A pequena, religiosa e conservadora Serra Negra, interior de São Paulo, onde moro, tem apenas duas casas lotéricas no Centro.
Uma delas está sempre cheia, muitas vezes com fila na calçada, prova de que as pessoas acreditam que a vida delas pode mudar num instante, não importa o quanto humildes, pobres e desesperadas elas sejam.
Gente de todo o tipo vai fazer a sua fezinha: até os que são vistos como bem-sucedidos aguardam com paciência a sua hora de entregar à moça do outro lado do vidro o seu volante da Mega-Sena, o jogo mais comum e generoso, ou mesmo da Lotofácil, de prêmio inferior, mas de maior probabilidade de acerto.
Outro dia vi um velho conhecido bem no meio da fila.
Ele parecia mais cansado, mais acabado, dava até para perceber algumas olheiras em seu rosto de traços fortes e duros.
Seu cabelo, antes vasto e negríssimo, já se mostrava grisalho, com os primeiros sinais de calvície.
Estava também mais magro, um pouco curvado - nem parecia ter os quase 2 metros de altura que o destacavam em qualquer lugar onde estivesse.

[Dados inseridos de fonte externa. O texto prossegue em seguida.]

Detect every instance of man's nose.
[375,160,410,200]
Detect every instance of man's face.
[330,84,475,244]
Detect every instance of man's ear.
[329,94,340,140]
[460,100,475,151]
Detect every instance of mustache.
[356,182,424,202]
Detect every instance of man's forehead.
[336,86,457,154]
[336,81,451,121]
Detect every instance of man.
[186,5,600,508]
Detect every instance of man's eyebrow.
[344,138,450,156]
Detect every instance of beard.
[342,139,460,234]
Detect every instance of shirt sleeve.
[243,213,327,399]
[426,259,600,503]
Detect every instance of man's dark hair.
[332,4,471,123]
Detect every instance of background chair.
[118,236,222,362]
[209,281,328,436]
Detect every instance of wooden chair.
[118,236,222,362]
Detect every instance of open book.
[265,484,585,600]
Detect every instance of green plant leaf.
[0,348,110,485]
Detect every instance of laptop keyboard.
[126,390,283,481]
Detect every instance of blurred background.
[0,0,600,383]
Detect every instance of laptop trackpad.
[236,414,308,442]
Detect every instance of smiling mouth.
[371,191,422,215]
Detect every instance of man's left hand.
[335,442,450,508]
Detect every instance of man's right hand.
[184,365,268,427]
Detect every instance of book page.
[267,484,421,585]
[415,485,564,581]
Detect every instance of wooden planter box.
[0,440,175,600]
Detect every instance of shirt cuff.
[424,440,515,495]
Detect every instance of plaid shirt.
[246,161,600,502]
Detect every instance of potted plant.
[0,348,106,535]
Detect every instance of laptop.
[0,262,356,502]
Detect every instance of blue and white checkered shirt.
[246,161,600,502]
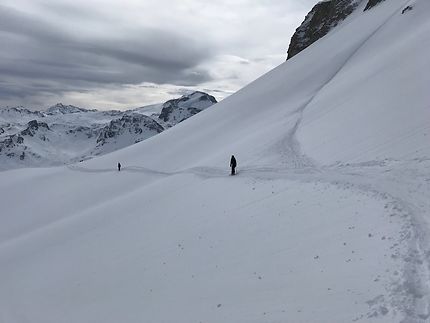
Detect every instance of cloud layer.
[0,0,314,108]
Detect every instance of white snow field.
[0,0,430,323]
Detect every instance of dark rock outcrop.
[364,0,385,11]
[97,113,164,147]
[21,120,49,137]
[158,91,217,126]
[287,0,359,59]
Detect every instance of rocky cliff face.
[287,0,359,59]
[287,0,385,60]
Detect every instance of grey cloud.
[0,5,215,105]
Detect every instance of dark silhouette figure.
[230,155,237,175]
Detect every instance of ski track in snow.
[65,157,430,322]
[0,1,430,323]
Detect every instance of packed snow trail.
[0,165,416,322]
[0,0,430,323]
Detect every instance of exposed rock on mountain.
[96,113,164,153]
[46,103,97,114]
[364,0,385,11]
[0,92,216,170]
[158,92,217,127]
[287,0,362,59]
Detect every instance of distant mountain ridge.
[0,92,217,170]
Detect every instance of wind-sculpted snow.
[0,0,430,323]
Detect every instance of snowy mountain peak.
[46,103,97,114]
[159,91,217,126]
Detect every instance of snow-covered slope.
[0,92,216,170]
[0,0,430,323]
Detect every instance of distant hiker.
[230,155,237,175]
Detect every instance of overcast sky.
[0,0,317,109]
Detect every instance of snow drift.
[0,0,430,323]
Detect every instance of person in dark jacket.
[230,155,237,175]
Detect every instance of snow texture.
[0,0,430,323]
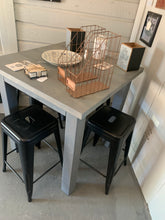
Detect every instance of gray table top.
[0,43,143,119]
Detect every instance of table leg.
[0,76,18,115]
[61,113,85,195]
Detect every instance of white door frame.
[0,0,18,54]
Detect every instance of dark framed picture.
[140,11,162,47]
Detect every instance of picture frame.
[140,11,162,47]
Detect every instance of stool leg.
[58,112,64,129]
[18,144,34,202]
[105,141,121,194]
[124,132,133,166]
[2,131,7,172]
[93,133,100,146]
[54,127,63,166]
[81,126,91,153]
[36,141,41,149]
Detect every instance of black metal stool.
[1,105,63,202]
[81,106,135,194]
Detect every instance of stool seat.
[88,106,135,139]
[1,105,63,202]
[1,105,58,144]
[81,106,135,194]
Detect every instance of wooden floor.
[0,113,151,220]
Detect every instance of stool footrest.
[80,159,106,178]
[4,161,24,183]
[80,159,124,178]
[33,160,60,184]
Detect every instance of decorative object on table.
[58,25,120,98]
[41,50,82,66]
[140,11,162,47]
[117,42,145,71]
[155,0,165,9]
[24,64,47,79]
[66,28,85,52]
[5,60,32,72]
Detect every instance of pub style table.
[0,43,143,195]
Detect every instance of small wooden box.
[24,64,47,79]
[66,28,85,52]
[117,43,145,71]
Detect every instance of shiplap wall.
[14,0,139,51]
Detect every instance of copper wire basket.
[58,25,121,98]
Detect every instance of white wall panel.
[14,0,139,50]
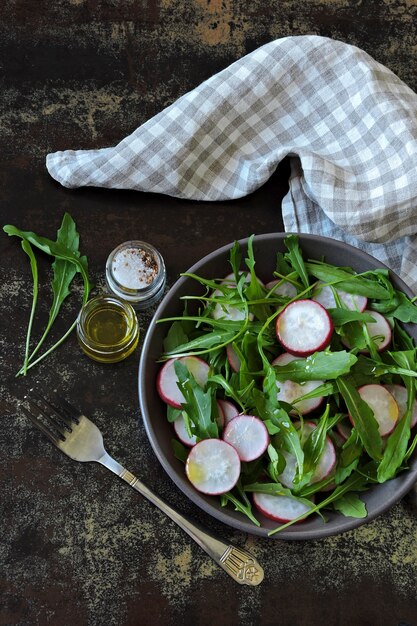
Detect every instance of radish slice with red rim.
[352,384,399,437]
[312,282,368,313]
[384,385,417,428]
[271,352,324,415]
[253,492,313,522]
[265,279,297,298]
[223,415,269,461]
[156,356,210,409]
[185,439,241,496]
[217,400,239,426]
[276,300,333,356]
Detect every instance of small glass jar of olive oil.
[77,294,139,363]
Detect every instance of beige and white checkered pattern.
[47,36,417,293]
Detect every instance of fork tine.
[20,404,59,446]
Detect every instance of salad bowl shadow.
[139,233,417,540]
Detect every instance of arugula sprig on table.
[155,235,417,534]
[3,213,91,376]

Vestia uma roupa bem mais simples das de antigamente - ele sempre foi o típico classe média, cheio de preocupações com o julgamento que os outros faziam dele.
Foi uma visão rápida, mas suficiente para que de imediato viesse à minha cabeça um paralelo entre esse meu velho conhecido e o Brasil de hoje.
Os dois, pensei, se encontram na iminência de decidir o seu destino, aguardam na fila o bilhete de loteria que pode mudar completamente a sua situação.
São três situações: o bilhete premiado, que levará ao Executivo central um novo presidente da República eleito pelo voto popular, soberano, numa eleição da qual participem todas as forças políticas; o bilhete que passa longe do prêmio, ou seja, que manterá o país nas mãos dos golpistas, interditando a democracia; e o bilhete que dá um prêmio menor, uma eleição presidencial sem a participação da mais expressiva liderança política do país, o ex-presidente Lula.
Metros adiante da casa lotérica, virei a cabeça para dar uma última olhada no meu velho conhecido.
Não estava mais na fila, tinha sumido.
Fiquei na dúvida se o forte sol invernal que iluminava aquela tarde fria não havia ofuscado os meus olhos e eu, na verdade, tivesse confundido esse velho conhecido com outra pessoa qualquer - um brasileiro qualquer.
Talvez, refleti mais tarde, tivesse visto o Brasil inteiro, uma triste figura, naquela fila à espera da sorte grande. (Carlos Motta)
Já tô começando a desconfiar, que o Brasil foi sequestrado. Provavelmente os sequestradores vão ligar pra Portugal(pai do Brasil), pedindo o resgate:"ou libera a grana, ou o moleque vai continuar no cativeiro".